O Eduardo fantasiado por Renato Russo em sua célebre canção era ingênuo e pouco dado ao estudo. A Mônica se preparava para ser médica e era bem mais velha. Mas as figuras que inspiraram o artista em "Eduardo e Mônica" não eram bem assim. Pouca gente sabe, mas o casal da letra existe mesmo - ou, pelo menos, quase. Lançada em 1986 e agora adaptada para o cinema - o filme está em cartaz nos cinemas de Bauru -, a faixa do Legião Urbana tomou como inspiração o relacionamento de uma das grandes amigas de Russo, a artista plástica Leonice de Araújo Coimbra e o marido, Fernando Coimbra.
Na época em que ele compôs a faixa, o músico ligou para a amiga - como fazia com frequência - e mostrou a ela o que, ninguém sabia ainda, se tornaria um verdadeiro fenômeno musical. "Sempre que ele compunha ele me ligava. E certa noite ele me ligou e disse que a música era para nós. Eu, honestamente, não estava nem aí naquele momento. Foi só com o tempo que eu fui reconhecer o tamanho do presente que ele, o melhor amigo que eu tive em toda a vida, me deu", diz Leonice, por telefone.
A indiferença inicial se deve ao fato de ela ser uma pessoa reservada e de não se reconhecer na personagem imaginada por Russo. Leonice não estudou medicina nem era tão mais velha que Fernando.
Leonice fala com este repórter do México, para onde se mudou há poucos meses com o marido, que é embaixador do Brasil no País, carreira que é difícil imaginar Eduardo trilhando.
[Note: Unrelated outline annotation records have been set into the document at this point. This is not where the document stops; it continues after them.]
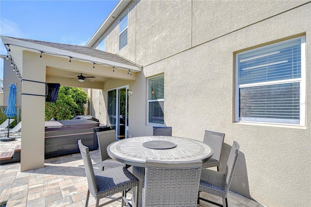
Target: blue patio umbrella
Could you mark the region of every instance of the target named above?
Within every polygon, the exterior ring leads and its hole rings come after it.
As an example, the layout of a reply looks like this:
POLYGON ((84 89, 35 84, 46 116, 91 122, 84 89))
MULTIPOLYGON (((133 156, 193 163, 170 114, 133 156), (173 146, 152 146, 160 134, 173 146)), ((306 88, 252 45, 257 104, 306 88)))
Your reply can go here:
MULTIPOLYGON (((10 88, 9 92, 9 97, 8 98, 8 107, 4 111, 5 116, 9 118, 9 123, 10 123, 10 118, 16 116, 17 113, 16 111, 16 86, 13 83, 11 84, 8 86, 10 88)), ((10 130, 10 125, 8 127, 8 138, 9 137, 9 132, 10 130)))

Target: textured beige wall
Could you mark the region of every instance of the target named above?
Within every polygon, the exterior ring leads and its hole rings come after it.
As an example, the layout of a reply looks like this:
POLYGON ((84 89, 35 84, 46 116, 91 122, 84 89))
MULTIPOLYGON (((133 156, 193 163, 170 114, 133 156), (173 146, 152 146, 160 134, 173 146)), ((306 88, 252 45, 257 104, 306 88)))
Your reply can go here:
MULTIPOLYGON (((304 2, 185 1, 180 3, 184 7, 175 7, 168 16, 168 4, 174 5, 173 1, 162 2, 163 7, 157 1, 138 2, 136 45, 128 47, 136 47, 137 63, 150 65, 137 73, 136 81, 129 84, 133 91, 129 134, 152 134, 152 126, 146 124, 147 78, 164 72, 165 124, 173 127, 173 136, 203 140, 205 130, 225 133, 223 158, 233 140, 240 144, 232 190, 267 206, 309 206, 311 3, 272 17, 304 2), (189 23, 187 20, 176 30, 172 24, 175 15, 191 19, 187 13, 189 2, 193 7, 192 30, 183 30, 189 23), (156 25, 148 27, 153 22, 156 25), (239 28, 242 29, 231 32, 239 28), (158 34, 169 29, 171 33, 154 42, 158 34), (307 127, 233 123, 235 53, 304 34, 307 39, 307 127), (176 45, 176 42, 167 40, 173 37, 185 39, 179 43, 181 45, 176 45), (190 45, 194 47, 190 49, 190 45)), ((127 84, 109 81, 105 83, 104 90, 127 84)))
MULTIPOLYGON (((23 52, 23 79, 45 82, 45 61, 40 60, 37 54, 23 52)), ((45 85, 24 81, 22 90, 23 93, 45 95, 45 85)), ((21 107, 23 133, 20 171, 43 168, 45 97, 23 95, 21 107)))
POLYGON ((11 83, 14 83, 17 87, 16 89, 16 106, 20 106, 21 105, 21 83, 18 79, 18 77, 15 73, 16 70, 13 71, 13 67, 11 66, 11 59, 6 60, 3 58, 3 105, 8 105, 8 97, 9 97, 9 92, 10 88, 8 86, 11 83))
POLYGON ((193 0, 192 45, 217 38, 309 0, 193 0))

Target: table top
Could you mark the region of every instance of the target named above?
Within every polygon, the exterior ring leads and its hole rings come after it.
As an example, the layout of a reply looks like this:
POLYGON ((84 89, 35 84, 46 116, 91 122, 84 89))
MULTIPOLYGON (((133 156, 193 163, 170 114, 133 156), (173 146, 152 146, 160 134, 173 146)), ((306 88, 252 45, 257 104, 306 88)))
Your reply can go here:
POLYGON ((208 160, 213 150, 200 141, 169 136, 149 136, 129 138, 114 142, 107 147, 108 155, 128 165, 145 167, 146 160, 195 161, 208 160), (170 149, 147 148, 143 143, 150 141, 168 141, 176 144, 170 149))

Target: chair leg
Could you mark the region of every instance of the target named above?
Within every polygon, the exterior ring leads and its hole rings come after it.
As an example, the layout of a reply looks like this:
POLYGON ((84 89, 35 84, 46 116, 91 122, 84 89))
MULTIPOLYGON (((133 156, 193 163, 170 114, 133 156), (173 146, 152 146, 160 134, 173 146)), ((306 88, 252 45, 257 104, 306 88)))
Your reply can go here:
POLYGON ((228 207, 228 203, 227 202, 227 198, 223 198, 223 206, 224 207, 228 207))
POLYGON ((86 207, 87 207, 87 204, 88 204, 89 198, 89 190, 88 190, 88 189, 87 189, 87 194, 86 194, 86 207))
MULTIPOLYGON (((136 193, 135 195, 135 207, 138 207, 138 186, 135 187, 135 190, 136 191, 136 193)), ((132 193, 133 194, 133 193, 132 193)))
POLYGON ((122 191, 122 199, 121 199, 121 206, 124 206, 124 201, 123 199, 123 197, 125 196, 125 190, 123 190, 122 191))

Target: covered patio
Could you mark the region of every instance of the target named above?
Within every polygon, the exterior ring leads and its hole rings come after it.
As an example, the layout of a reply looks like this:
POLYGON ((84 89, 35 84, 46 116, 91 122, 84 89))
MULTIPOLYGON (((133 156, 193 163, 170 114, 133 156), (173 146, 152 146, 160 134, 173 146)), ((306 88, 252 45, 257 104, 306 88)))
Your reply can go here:
POLYGON ((16 72, 22 81, 22 108, 27 109, 21 114, 21 172, 44 166, 46 83, 103 89, 108 80, 136 80, 136 72, 141 70, 141 67, 119 55, 86 47, 1 38, 12 60, 12 72, 16 72), (79 80, 80 74, 95 78, 89 81, 79 80))

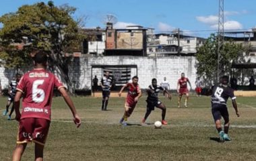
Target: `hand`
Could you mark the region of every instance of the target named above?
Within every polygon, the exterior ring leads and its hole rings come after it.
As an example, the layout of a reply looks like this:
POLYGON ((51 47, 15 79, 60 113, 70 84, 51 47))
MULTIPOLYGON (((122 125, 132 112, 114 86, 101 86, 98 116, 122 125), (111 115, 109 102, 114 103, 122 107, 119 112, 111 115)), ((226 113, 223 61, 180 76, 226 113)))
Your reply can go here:
POLYGON ((134 101, 137 102, 138 101, 139 101, 139 98, 138 97, 135 97, 134 99, 134 101))
POLYGON ((77 114, 75 114, 73 120, 78 128, 81 125, 81 119, 77 114))
POLYGON ((20 122, 21 117, 22 117, 22 115, 20 114, 20 113, 16 113, 16 116, 15 117, 15 119, 16 119, 17 121, 20 122))

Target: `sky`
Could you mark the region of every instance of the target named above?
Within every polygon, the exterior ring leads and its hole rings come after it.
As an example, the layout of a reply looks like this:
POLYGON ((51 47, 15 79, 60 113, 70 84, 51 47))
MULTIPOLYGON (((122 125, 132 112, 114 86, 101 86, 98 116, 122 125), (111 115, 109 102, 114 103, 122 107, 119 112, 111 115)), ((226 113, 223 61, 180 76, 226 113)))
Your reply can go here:
MULTIPOLYGON (((0 0, 0 15, 25 4, 48 1, 0 0), (15 1, 15 2, 14 2, 15 1)), ((77 8, 74 17, 87 17, 86 28, 104 28, 107 14, 117 17, 116 28, 127 25, 153 28, 156 33, 180 28, 189 35, 205 36, 218 29, 218 0, 56 0, 55 5, 77 8), (210 31, 209 31, 210 30, 210 31)), ((224 0, 225 30, 256 27, 255 0, 224 0)))

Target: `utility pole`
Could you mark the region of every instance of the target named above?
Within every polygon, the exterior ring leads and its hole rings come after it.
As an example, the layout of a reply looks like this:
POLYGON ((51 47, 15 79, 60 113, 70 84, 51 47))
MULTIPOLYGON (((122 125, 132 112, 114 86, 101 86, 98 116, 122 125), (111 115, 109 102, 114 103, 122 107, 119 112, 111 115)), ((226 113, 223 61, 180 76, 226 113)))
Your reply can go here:
POLYGON ((179 55, 181 53, 180 51, 180 28, 178 28, 178 54, 179 55))
POLYGON ((220 83, 220 76, 222 74, 222 70, 221 70, 221 60, 222 54, 224 51, 224 1, 219 0, 219 19, 218 19, 218 83, 220 83))

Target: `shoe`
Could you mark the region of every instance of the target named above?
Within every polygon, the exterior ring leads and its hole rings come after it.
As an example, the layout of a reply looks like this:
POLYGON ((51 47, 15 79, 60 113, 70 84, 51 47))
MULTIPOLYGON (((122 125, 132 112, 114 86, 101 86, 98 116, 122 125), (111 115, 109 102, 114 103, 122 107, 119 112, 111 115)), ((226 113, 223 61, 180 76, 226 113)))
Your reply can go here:
POLYGON ((229 138, 229 136, 228 136, 228 134, 226 134, 226 133, 225 133, 224 135, 224 140, 225 140, 225 141, 231 141, 231 139, 230 139, 230 138, 229 138))
POLYGON ((124 120, 125 120, 125 119, 123 119, 123 117, 122 117, 122 118, 120 119, 119 123, 120 123, 121 124, 123 124, 123 122, 124 120))
POLYGON ((5 111, 3 111, 3 116, 5 116, 8 113, 8 111, 6 111, 6 109, 5 111))
POLYGON ((146 122, 146 119, 143 118, 141 120, 141 123, 145 123, 145 122, 146 122))
POLYGON ((168 124, 167 121, 165 120, 162 120, 162 125, 166 125, 168 124))
POLYGON ((225 140, 224 140, 224 132, 223 131, 221 131, 220 132, 220 141, 221 142, 224 142, 224 141, 225 141, 225 140))
POLYGON ((123 123, 123 126, 127 126, 127 121, 124 121, 124 122, 123 123))

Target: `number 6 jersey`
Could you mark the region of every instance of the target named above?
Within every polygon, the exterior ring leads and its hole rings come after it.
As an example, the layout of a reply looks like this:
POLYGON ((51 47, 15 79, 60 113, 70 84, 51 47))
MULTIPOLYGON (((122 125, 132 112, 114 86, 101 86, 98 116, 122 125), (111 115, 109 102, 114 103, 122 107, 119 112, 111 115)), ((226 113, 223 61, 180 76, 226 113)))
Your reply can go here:
POLYGON ((42 118, 51 120, 53 89, 64 87, 51 72, 44 69, 34 69, 26 73, 17 86, 23 93, 21 119, 42 118))
POLYGON ((235 99, 236 97, 234 95, 234 90, 229 87, 224 87, 222 85, 214 86, 212 87, 212 105, 226 105, 226 102, 228 97, 231 99, 235 99))

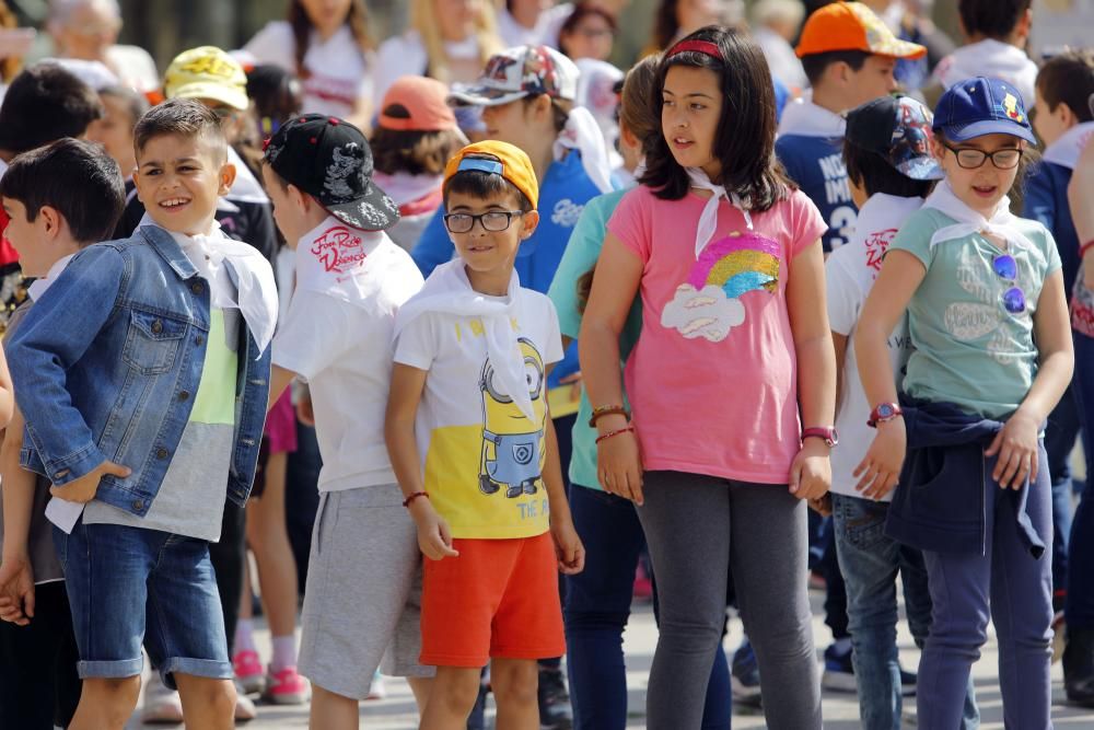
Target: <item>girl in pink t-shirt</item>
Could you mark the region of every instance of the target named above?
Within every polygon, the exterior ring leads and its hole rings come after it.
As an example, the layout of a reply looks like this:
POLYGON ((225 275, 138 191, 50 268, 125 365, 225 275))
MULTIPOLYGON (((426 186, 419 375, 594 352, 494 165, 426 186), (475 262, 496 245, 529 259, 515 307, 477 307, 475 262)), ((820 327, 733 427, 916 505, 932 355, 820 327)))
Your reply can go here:
POLYGON ((657 576, 649 727, 699 728, 732 566, 768 727, 819 728, 802 576, 804 502, 827 493, 835 441, 825 224, 775 161, 757 46, 697 31, 659 89, 662 138, 608 223, 578 340, 601 483, 638 506, 657 576), (616 363, 636 294, 628 421, 616 363))

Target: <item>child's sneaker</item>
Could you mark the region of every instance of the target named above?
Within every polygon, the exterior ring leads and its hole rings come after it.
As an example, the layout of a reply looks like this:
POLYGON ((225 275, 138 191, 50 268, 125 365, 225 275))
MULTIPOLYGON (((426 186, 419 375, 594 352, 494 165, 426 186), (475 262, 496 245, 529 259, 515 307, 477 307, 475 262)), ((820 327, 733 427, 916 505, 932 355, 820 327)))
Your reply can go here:
POLYGON ((372 684, 369 685, 369 696, 365 699, 383 699, 387 696, 387 686, 384 684, 384 675, 376 670, 372 675, 372 684))
POLYGON ((831 692, 858 692, 854 682, 854 667, 851 665, 851 650, 839 651, 833 644, 824 650, 824 677, 821 686, 831 692))
POLYGON ((178 693, 163 684, 159 672, 152 672, 144 687, 140 720, 148 725, 178 725, 183 721, 183 703, 178 693))
POLYGON ((266 676, 257 651, 253 649, 236 651, 232 658, 232 669, 235 670, 235 683, 243 694, 249 695, 263 691, 266 676))
POLYGON ((275 705, 303 705, 310 694, 307 680, 296 672, 295 667, 286 667, 279 672, 270 667, 266 675, 266 691, 263 693, 266 700, 275 705))

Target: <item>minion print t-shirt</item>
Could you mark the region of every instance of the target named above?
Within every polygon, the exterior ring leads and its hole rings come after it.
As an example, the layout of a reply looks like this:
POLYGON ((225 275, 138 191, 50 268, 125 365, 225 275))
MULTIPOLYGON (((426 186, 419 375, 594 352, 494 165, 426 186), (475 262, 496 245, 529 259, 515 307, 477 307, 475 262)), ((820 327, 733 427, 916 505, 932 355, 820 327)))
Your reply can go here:
POLYGON ((534 537, 548 530, 546 370, 562 359, 562 340, 547 297, 523 288, 516 297, 510 324, 524 359, 531 419, 500 386, 480 318, 426 312, 396 341, 395 362, 429 372, 418 451, 426 491, 453 537, 534 537))

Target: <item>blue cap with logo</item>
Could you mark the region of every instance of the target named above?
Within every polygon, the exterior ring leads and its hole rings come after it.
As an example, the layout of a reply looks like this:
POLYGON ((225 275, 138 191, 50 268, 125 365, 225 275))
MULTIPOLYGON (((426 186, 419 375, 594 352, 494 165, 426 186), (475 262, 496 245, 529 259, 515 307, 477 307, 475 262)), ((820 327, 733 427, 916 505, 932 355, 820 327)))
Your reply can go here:
POLYGON ((1022 94, 999 79, 978 76, 950 86, 934 107, 934 131, 953 142, 1011 135, 1036 144, 1022 94))

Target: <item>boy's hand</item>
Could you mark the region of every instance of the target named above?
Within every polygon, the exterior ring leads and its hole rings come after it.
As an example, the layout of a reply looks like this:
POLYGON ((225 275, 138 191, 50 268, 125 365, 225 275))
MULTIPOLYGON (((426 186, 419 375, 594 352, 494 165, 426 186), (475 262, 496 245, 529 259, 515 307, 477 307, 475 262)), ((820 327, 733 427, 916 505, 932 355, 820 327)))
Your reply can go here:
POLYGON ((790 494, 799 499, 817 500, 831 487, 831 448, 821 439, 805 439, 790 465, 790 494))
POLYGON ((551 520, 550 536, 555 541, 555 555, 558 556, 559 572, 573 576, 585 568, 585 546, 581 544, 573 522, 551 520))
POLYGON ((0 619, 26 626, 34 617, 34 571, 26 554, 0 559, 0 619))
POLYGON ((418 548, 430 560, 457 557, 459 552, 452 547, 449 523, 429 503, 429 497, 420 497, 410 502, 410 517, 418 525, 418 548))
POLYGON ((130 474, 132 474, 132 470, 128 466, 115 464, 107 460, 78 479, 72 479, 60 487, 49 487, 49 494, 70 502, 90 502, 95 498, 95 493, 98 491, 98 483, 104 476, 110 475, 124 479, 130 474))
POLYGON ((999 454, 991 478, 999 483, 1000 488, 1021 489, 1027 476, 1031 482, 1037 479, 1039 431, 1040 425, 1037 419, 1019 408, 996 434, 984 455, 999 454))
POLYGON ((853 476, 859 477, 854 488, 863 499, 881 499, 896 486, 904 467, 904 455, 908 438, 904 418, 894 418, 877 425, 877 434, 857 467, 853 476))

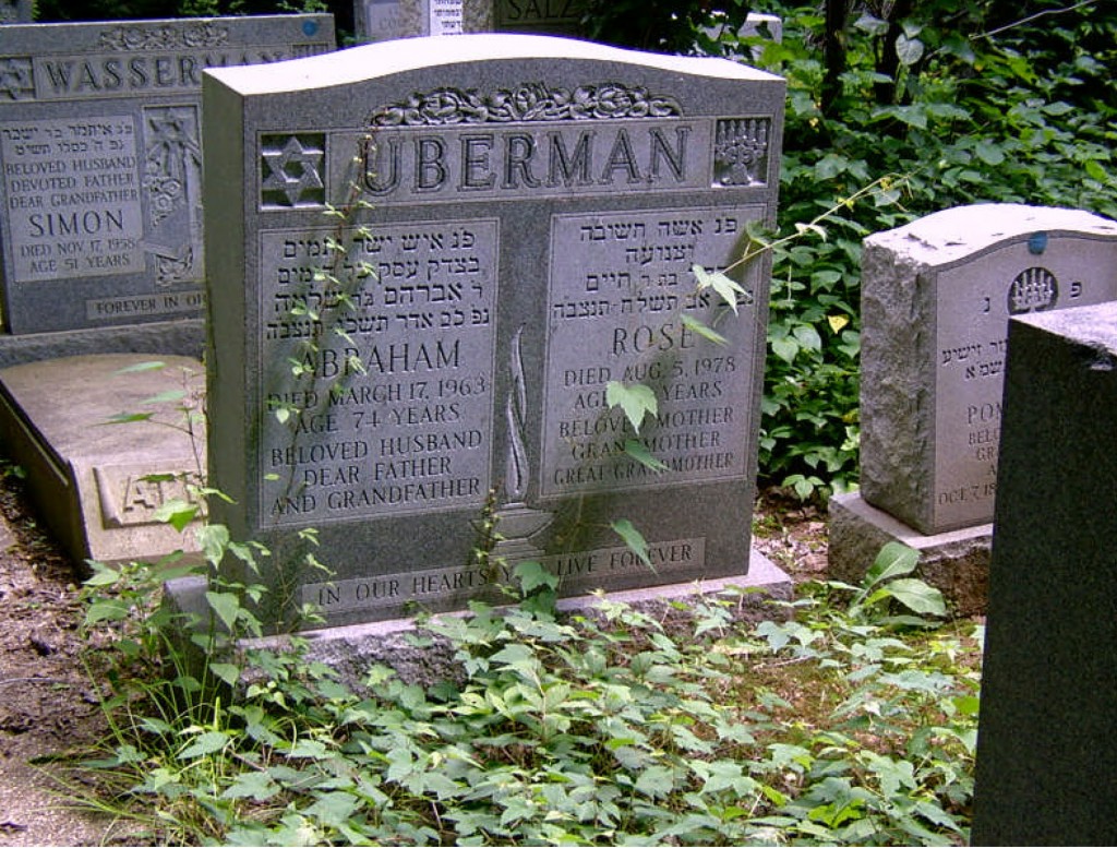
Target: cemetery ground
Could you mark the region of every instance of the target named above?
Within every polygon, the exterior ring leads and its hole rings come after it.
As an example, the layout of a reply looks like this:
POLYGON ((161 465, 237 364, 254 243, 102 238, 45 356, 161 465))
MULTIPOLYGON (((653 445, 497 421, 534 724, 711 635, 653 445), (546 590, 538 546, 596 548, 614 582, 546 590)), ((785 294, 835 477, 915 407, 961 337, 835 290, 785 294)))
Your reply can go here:
MULTIPOLYGON (((10 466, 2 470, 0 845, 198 844, 191 837, 201 839, 204 826, 195 822, 198 829, 192 832, 175 829, 183 822, 175 821, 173 813, 170 823, 151 830, 127 818, 90 813, 75 803, 79 795, 94 797, 94 778, 88 771, 68 768, 75 762, 73 754, 80 759, 105 753, 96 747, 107 732, 97 704, 98 683, 82 661, 97 635, 80 628, 84 610, 71 563, 36 524, 19 477, 10 466)), ((825 569, 825 522, 818 509, 768 490, 758 503, 754 533, 756 545, 793 577, 798 597, 824 597, 810 588, 824 579, 825 569)), ((747 628, 709 618, 705 626, 709 629, 691 646, 699 651, 713 647, 726 660, 723 670, 727 674, 712 677, 709 668, 698 669, 699 679, 708 679, 700 684, 706 689, 703 697, 718 709, 745 711, 742 715, 752 723, 748 732, 756 736, 755 744, 736 742, 725 750, 716 745, 714 751, 700 739, 709 727, 694 723, 695 716, 684 711, 687 721, 679 720, 675 742, 667 747, 713 764, 713 773, 705 772, 705 787, 712 790, 705 818, 722 821, 713 831, 699 828, 706 837, 701 844, 731 838, 791 844, 964 844, 980 664, 973 637, 981 622, 964 619, 925 631, 900 628, 894 632, 882 619, 843 617, 837 603, 831 609, 825 602, 817 612, 798 618, 802 623, 775 622, 747 638, 747 628), (839 630, 857 631, 860 638, 839 630), (694 736, 687 735, 688 726, 694 736), (734 752, 739 761, 724 759, 734 752), (724 771, 727 768, 739 770, 734 776, 724 771), (752 791, 753 778, 763 791, 752 791), (724 785, 714 792, 718 780, 724 785), (725 792, 739 794, 741 806, 717 799, 725 792), (753 809, 746 810, 746 802, 753 809), (760 816, 763 808, 768 810, 766 818, 760 816), (744 823, 750 817, 755 823, 744 823), (735 820, 741 822, 736 831, 732 829, 735 820), (782 836, 776 836, 779 830, 782 836)), ((677 640, 684 651, 685 641, 677 640)), ((678 661, 679 671, 695 670, 693 656, 678 661)), ((663 685, 669 689, 671 682, 666 679, 663 685)), ((689 697, 694 699, 694 693, 689 697)), ((648 717, 651 725, 662 720, 655 711, 648 717)), ((645 730, 650 735, 653 728, 645 730)), ((677 772, 685 758, 672 760, 669 751, 659 750, 661 745, 656 743, 651 752, 657 764, 645 762, 639 773, 659 780, 675 773, 681 780, 677 772)), ((173 761, 173 751, 168 758, 173 761)), ((491 768, 499 771, 498 763, 491 768)), ((643 793, 646 801, 662 807, 686 806, 681 793, 646 780, 634 784, 638 797, 643 793)), ((689 780, 694 783, 696 775, 689 780)), ((397 799, 397 803, 404 802, 397 799)), ((507 810, 505 820, 513 821, 507 810)), ((677 823, 681 821, 680 817, 677 823)), ((571 829, 588 844, 594 844, 588 833, 596 835, 596 844, 623 841, 622 832, 609 837, 600 822, 583 831, 571 829)), ((494 841, 507 844, 509 835, 516 836, 515 823, 506 830, 512 832, 496 835, 494 841)), ((211 838, 221 838, 217 832, 211 838)), ((638 832, 647 837, 651 831, 638 832)), ((397 844, 409 844, 402 833, 397 844)), ((532 841, 529 831, 519 837, 532 841)), ((336 831, 319 830, 318 839, 325 838, 344 841, 336 831)), ((443 844, 456 841, 452 831, 441 838, 443 844)), ((661 842, 687 844, 694 838, 691 833, 688 839, 679 823, 679 836, 661 837, 661 842)), ((267 844, 260 832, 256 840, 267 844)), ((380 844, 391 842, 382 839, 380 844)))

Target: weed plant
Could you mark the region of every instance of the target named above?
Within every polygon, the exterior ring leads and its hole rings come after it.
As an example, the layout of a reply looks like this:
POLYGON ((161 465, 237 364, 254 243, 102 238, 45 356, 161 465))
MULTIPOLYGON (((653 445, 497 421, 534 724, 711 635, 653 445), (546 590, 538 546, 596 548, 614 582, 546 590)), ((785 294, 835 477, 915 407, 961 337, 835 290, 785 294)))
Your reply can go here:
POLYGON ((166 568, 87 585, 112 733, 74 764, 84 802, 151 844, 966 841, 980 635, 941 622, 908 549, 760 625, 733 594, 560 617, 556 578, 524 564, 510 606, 421 623, 460 669, 429 686, 374 666, 346 687, 297 640, 238 648, 258 623, 217 583, 199 664, 151 606, 166 568))

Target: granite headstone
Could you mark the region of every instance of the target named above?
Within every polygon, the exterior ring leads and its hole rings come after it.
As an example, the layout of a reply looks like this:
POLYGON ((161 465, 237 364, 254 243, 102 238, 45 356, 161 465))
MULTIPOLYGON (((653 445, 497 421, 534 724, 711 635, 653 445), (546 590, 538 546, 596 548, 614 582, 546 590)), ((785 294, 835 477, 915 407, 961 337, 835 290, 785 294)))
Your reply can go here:
POLYGON ((736 317, 691 268, 773 220, 783 92, 514 35, 207 73, 214 509, 284 609, 460 609, 497 560, 563 594, 746 574, 768 268, 729 271, 736 317), (639 430, 611 382, 652 387, 639 430))
POLYGON ((200 316, 202 69, 333 47, 322 15, 0 28, 8 332, 200 316))
POLYGON ((1114 845, 1117 304, 1014 318, 973 845, 1114 845))
POLYGON ((31 0, 0 0, 0 23, 30 23, 31 0))
POLYGON ((370 42, 493 29, 493 0, 356 0, 357 36, 370 42))
POLYGON ((1117 223, 1080 210, 957 207, 867 238, 861 488, 831 499, 831 571, 901 541, 981 611, 1009 318, 1114 298, 1117 223))

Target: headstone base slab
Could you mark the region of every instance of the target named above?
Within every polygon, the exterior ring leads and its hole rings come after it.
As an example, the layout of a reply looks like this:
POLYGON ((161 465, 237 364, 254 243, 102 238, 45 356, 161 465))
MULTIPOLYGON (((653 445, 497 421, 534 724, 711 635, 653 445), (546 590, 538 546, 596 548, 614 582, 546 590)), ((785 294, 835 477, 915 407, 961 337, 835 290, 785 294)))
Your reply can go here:
POLYGON ((880 549, 900 542, 919 552, 917 574, 938 589, 956 616, 982 616, 989 601, 993 525, 924 535, 853 492, 830 498, 830 578, 860 583, 880 549))
POLYGON ((26 471, 44 525, 77 563, 153 561, 199 547, 155 511, 185 496, 183 474, 204 476, 204 428, 176 429, 181 401, 144 401, 190 384, 201 403, 201 362, 157 354, 98 354, 45 360, 0 370, 0 446, 26 471), (161 370, 122 373, 159 360, 161 370), (154 413, 150 421, 109 423, 116 415, 154 413), (179 475, 152 479, 152 475, 179 475))
POLYGON ((57 333, 0 333, 0 368, 93 353, 175 354, 200 359, 204 347, 202 318, 57 333))
MULTIPOLYGON (((627 603, 632 608, 651 613, 670 627, 685 613, 674 604, 698 597, 731 597, 734 603, 733 617, 738 621, 764 621, 783 618, 786 608, 768 601, 790 601, 792 580, 775 563, 756 549, 750 552, 748 573, 737 578, 672 583, 648 589, 631 589, 609 592, 609 601, 627 603), (752 590, 739 594, 736 590, 752 590)), ((203 614, 206 611, 204 578, 180 578, 164 585, 164 602, 176 612, 203 614)), ((599 602, 598 595, 585 594, 563 598, 558 610, 566 614, 590 614, 599 602)), ((447 612, 442 616, 464 616, 465 612, 447 612)), ((395 670, 408 684, 431 685, 439 680, 457 679, 461 669, 454 660, 454 649, 441 639, 433 639, 426 647, 416 647, 411 638, 416 631, 413 618, 373 621, 322 630, 304 630, 299 638, 309 644, 308 659, 325 663, 336 669, 347 685, 360 686, 369 668, 386 665, 395 670)), ((251 647, 281 648, 285 636, 270 636, 247 642, 251 647)), ((188 640, 181 640, 187 644, 188 640)))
Filha do casal, a também artista Nina Coimbra - que não ficava de recuperação - concorda que o pai é o oposto do personagem. "Na música o Eduardo parece um pouco bobo, ingênuo, e meu pai não é nada disso", afirma.
"Eu acredito que o Renato escreveu essa música idealizando um pouco a minha mãe - o que faz sentido, porque ele era mais próximo dela. Mas a energia da história, esse encontro de amor, isso realmente existe, porque eles são referência de um casamento bacana, são mesmo como feijão com arroz."
O casal conheceu Renato Russo nos anos 1980, num centro acadêmico da Universidade de Brasília, onde Fernando Coimbra estudava antropologia. O músico estava lá para tocar com sua banda e Leonice ficou hipnotizada pela performance. "Nós nos apaixonamos fraternalmente de cara", diz ela.
Renato Russo foi uma presença constante em sua vida e na de Nina, a filha. Mesmo quando a família começou a mudar de um país para o outro, por causa da carreira de Fernando na diplomacia, o músico sempre se fez presente. Nina lembra que quando o telefone de casa tocava de madrugada, eles tinham certeza - Renato Russo estava ligando. Por causa do fuso, eles precisavam se falar em horários nada ortodoxos, mas a chamada era sempre motivo de festa.
"Eu lembro de ter, durante a infância, essa noção de que o amigo da minha mãe era um pop star. E o Renato gostava disso. Quando estávamos no Brasil, ele ia nos buscar na escola, fazia tudo ser uma grande cena, com todo mundo enlouquecido."
As viagens da família, sem data para acabar, motivaram o líder do Legião Urbana a escrever uma outra canção para Leonice, "Uma Outra Estação". Nela, ele canta que "está longe, em outra estação". "Voltarás na terça-feira/ És fogo e gelo ao mesmo tempo/ E vai ser bom/ Do Equador, da Venezuela, do Uruguai/ Teremos o fim de semana só para nós", diz a letra.